Lucia suggests in a separate document that PPACA and HCERA indirectly will create a need for the NAIC to help with many other tasks.

“As states consider the list of legislative and regulatory tasks before them, many will seek other ‘best practice’ recommendations from NAIC, even if not required by the legislative language,” Lucia says in the document. “For example, new premium rate review standards, to be used by state and federal regulators in connection with the 2010 plan year, are an area in which the NAIC will likely need to play a larger role than the one envisioned in the federal legislation.”

NAIC will have just 6 to 9 months to give HHS officials recommendations about many PPACA and HCERA provisions, Lucia says in the document.

Also at the spring meeting, the NAIC took these actions:

—Adopted Actuarial Guideline 43-CARVM, which sets variable annuity reserving guidelines.

—Adopted a white paper on methods for helping troubled companies.

—Adopted a guideline on life and health guaranty fund disclosure notices.

In addition, the NAIC’s Internal Administration Subcommittee took these actions:

—Adopted a proposal to reinstitute salary increases for NAIC staffers effective July 1. Salaries were frozen July 1, 2009. The NAIC can increase salaries about 3.5% because its defined benefit pension plan has been doing better, officials say.

—Adopted a proposal to restructure the lines of credit that the NAIC provides for the Interstate Insurance Product Regulation Commission.

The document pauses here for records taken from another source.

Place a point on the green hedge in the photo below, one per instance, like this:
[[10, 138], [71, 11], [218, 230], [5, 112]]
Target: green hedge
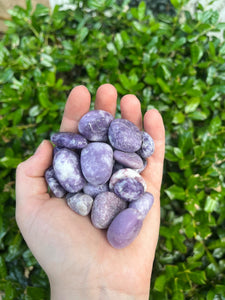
[[171, 63]]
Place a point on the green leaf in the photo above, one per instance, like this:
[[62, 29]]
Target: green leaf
[[175, 192], [196, 53]]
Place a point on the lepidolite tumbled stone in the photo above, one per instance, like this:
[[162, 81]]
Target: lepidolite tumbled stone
[[105, 207], [128, 189], [129, 160], [97, 162], [94, 125], [67, 170], [124, 135], [69, 140], [80, 203]]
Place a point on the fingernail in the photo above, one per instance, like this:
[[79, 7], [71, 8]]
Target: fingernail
[[39, 147]]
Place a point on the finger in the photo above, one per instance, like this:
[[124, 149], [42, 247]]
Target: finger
[[131, 109], [106, 98], [30, 179], [153, 124], [77, 104]]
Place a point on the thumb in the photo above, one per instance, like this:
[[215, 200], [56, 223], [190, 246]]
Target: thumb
[[30, 179]]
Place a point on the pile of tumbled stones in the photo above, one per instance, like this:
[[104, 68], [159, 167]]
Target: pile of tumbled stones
[[98, 172]]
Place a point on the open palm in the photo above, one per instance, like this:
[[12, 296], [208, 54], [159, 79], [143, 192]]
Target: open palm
[[77, 258]]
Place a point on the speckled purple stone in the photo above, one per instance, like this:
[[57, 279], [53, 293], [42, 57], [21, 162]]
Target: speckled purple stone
[[105, 207], [69, 140], [147, 146], [129, 160], [80, 203], [143, 204], [124, 228], [97, 162], [67, 170], [129, 189], [124, 135], [94, 190], [94, 125], [53, 183]]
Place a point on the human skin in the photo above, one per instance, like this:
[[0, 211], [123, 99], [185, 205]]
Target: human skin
[[77, 258]]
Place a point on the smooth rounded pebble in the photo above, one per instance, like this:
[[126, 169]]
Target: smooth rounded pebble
[[97, 162], [129, 189], [124, 135], [128, 159], [80, 203], [126, 173], [94, 190], [124, 228], [94, 125], [53, 183], [67, 170], [105, 207], [143, 204], [69, 140], [147, 146]]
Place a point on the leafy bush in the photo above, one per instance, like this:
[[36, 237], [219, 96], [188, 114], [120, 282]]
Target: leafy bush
[[170, 63]]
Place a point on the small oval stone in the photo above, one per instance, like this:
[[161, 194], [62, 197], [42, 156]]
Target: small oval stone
[[124, 228], [67, 170], [124, 135], [129, 189], [105, 207], [126, 173], [94, 125], [143, 204], [53, 183], [128, 159], [69, 140], [94, 190], [147, 146], [97, 162], [80, 203]]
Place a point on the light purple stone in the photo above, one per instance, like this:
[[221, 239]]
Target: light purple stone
[[147, 146], [94, 125], [97, 162], [80, 203], [143, 204], [53, 183], [124, 228], [126, 173], [124, 135], [105, 207], [128, 159], [69, 140], [129, 189], [94, 190], [67, 170]]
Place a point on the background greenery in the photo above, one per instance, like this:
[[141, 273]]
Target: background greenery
[[171, 63]]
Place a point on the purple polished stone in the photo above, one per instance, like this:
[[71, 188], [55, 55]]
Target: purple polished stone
[[147, 146], [124, 135], [143, 204], [94, 190], [126, 173], [80, 203], [128, 159], [97, 162], [124, 228], [53, 183], [69, 140], [67, 170], [94, 125], [129, 189], [105, 207]]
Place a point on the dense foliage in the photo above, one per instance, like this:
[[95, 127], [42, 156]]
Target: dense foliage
[[170, 63]]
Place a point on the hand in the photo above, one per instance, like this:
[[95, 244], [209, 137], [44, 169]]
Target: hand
[[77, 258]]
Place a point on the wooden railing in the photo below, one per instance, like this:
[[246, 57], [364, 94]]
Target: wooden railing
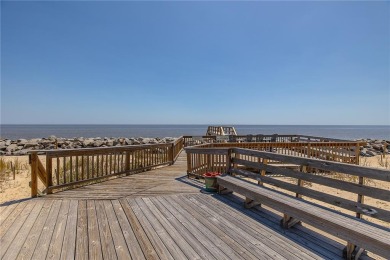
[[275, 138], [68, 168], [345, 177], [221, 130], [346, 152]]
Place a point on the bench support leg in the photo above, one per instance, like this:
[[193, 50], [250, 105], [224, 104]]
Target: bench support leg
[[249, 203], [287, 221], [352, 252], [223, 190]]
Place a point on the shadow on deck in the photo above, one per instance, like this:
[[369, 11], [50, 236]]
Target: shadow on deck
[[158, 214]]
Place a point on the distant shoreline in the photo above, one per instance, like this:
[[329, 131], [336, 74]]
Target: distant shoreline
[[347, 132]]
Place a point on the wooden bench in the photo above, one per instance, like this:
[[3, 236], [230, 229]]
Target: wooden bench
[[358, 233]]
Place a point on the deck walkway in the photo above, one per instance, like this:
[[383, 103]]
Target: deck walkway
[[158, 214]]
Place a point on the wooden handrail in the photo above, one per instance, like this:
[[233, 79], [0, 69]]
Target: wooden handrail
[[68, 168], [254, 164]]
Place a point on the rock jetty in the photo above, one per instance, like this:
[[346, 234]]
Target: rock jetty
[[23, 146], [374, 147]]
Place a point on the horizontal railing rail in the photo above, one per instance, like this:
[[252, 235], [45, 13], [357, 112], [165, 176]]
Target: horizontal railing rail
[[347, 178], [276, 138], [347, 152], [67, 168]]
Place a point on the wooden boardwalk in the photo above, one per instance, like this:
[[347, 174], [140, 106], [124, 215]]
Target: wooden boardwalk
[[158, 214]]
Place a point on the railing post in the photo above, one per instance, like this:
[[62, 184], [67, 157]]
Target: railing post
[[229, 160], [34, 174], [189, 163], [127, 161], [357, 154], [49, 175], [172, 154]]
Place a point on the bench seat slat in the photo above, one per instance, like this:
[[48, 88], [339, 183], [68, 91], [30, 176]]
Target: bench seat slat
[[354, 231], [342, 219]]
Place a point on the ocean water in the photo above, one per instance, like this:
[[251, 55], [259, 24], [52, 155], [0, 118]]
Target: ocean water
[[348, 132]]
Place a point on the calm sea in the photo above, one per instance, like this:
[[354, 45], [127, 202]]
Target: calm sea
[[350, 132]]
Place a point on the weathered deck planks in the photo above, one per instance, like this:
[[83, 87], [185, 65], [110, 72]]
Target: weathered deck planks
[[163, 216]]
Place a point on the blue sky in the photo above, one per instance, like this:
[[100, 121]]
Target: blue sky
[[195, 62]]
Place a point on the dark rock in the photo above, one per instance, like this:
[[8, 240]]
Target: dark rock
[[22, 142], [12, 148]]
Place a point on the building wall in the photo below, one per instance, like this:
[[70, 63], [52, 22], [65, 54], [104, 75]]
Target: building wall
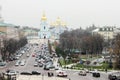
[[3, 29]]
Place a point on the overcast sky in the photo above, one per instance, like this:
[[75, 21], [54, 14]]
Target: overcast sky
[[75, 13]]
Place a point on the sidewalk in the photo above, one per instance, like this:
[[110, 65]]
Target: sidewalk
[[35, 77]]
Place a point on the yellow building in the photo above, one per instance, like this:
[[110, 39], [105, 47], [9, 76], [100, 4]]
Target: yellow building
[[108, 32]]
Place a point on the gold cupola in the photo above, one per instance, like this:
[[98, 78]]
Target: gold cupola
[[43, 18]]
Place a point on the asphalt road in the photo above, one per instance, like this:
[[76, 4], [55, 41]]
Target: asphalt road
[[29, 66]]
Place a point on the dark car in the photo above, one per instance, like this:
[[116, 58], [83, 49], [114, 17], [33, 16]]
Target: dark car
[[26, 73], [114, 76], [35, 73], [96, 74]]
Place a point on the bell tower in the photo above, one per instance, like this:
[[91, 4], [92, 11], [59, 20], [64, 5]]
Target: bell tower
[[1, 20]]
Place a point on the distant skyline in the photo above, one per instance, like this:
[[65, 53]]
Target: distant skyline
[[76, 13]]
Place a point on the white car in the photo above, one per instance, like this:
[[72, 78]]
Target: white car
[[61, 73], [28, 55], [11, 72], [82, 72], [17, 63]]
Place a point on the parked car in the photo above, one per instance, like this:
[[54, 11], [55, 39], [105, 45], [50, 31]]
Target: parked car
[[35, 73], [11, 72], [61, 73], [28, 55], [26, 73], [17, 63], [114, 76], [23, 62], [2, 63], [96, 74], [36, 64], [82, 72]]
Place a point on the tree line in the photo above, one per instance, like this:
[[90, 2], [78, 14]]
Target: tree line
[[84, 41], [81, 40]]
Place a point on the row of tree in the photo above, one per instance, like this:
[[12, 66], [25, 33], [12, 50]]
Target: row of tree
[[11, 46], [81, 40], [85, 41]]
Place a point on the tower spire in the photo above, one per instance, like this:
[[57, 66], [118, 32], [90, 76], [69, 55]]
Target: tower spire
[[44, 17], [1, 20]]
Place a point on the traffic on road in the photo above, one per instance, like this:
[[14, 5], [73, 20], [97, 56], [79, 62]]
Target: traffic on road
[[36, 60]]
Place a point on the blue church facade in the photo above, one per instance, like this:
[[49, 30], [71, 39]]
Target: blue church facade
[[44, 32], [53, 30]]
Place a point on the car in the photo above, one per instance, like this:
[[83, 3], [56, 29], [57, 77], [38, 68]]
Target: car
[[11, 72], [17, 63], [96, 74], [61, 73], [82, 72], [36, 64], [23, 62], [26, 73], [2, 63], [114, 76], [33, 55], [40, 65], [35, 73], [28, 55]]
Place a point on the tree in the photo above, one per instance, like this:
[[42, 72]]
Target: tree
[[116, 51]]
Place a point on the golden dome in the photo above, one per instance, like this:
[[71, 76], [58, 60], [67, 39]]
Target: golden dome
[[43, 17]]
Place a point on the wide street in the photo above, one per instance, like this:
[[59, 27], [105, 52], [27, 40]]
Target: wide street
[[29, 66]]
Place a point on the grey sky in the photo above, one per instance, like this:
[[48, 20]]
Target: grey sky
[[75, 13]]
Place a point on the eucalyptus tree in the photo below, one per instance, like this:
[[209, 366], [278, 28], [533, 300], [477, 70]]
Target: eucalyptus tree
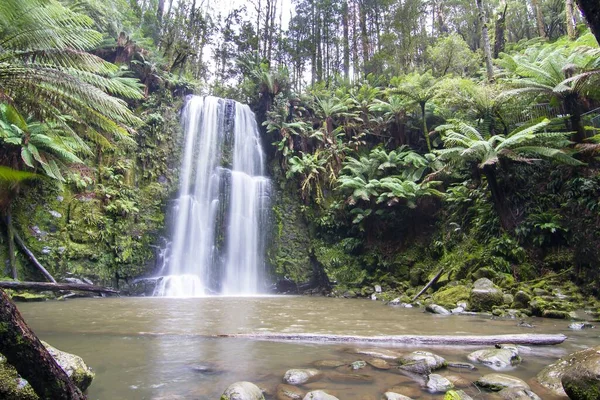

The NAIC will defer principal and interest payments owed by the IIPRC until the IIPRC makes a profit of $250,000 or achieves an accumulated cash balance from operations of $500,000, officials say.

The NAIC’s Life Insurance and Annuities Committee took these actions:

—Released several valuation manual section drafts for public comment. They include sections on experience reporting requirements and reporting formats and a section on principles-based report requirements for business subject to a principle-based reserve valuation.

Also at the spring meeting, the Executive Committee of the NAIC announced it had established a Market Regulation Accreditation Task Force; a Multi-State Enforcement Task Force; and a Regulatory Modernization Task Force.

And in another development, the Accident and Health Working Group found that the 1985 NAIC cancer cost tables cannot be replaced because of a lack of data. The group is asking the American Academy of Actuaries, Washington, to help insurers and regulators cope with the deficiency by “giving “appropriate guidance on current application of the 1985 tables.”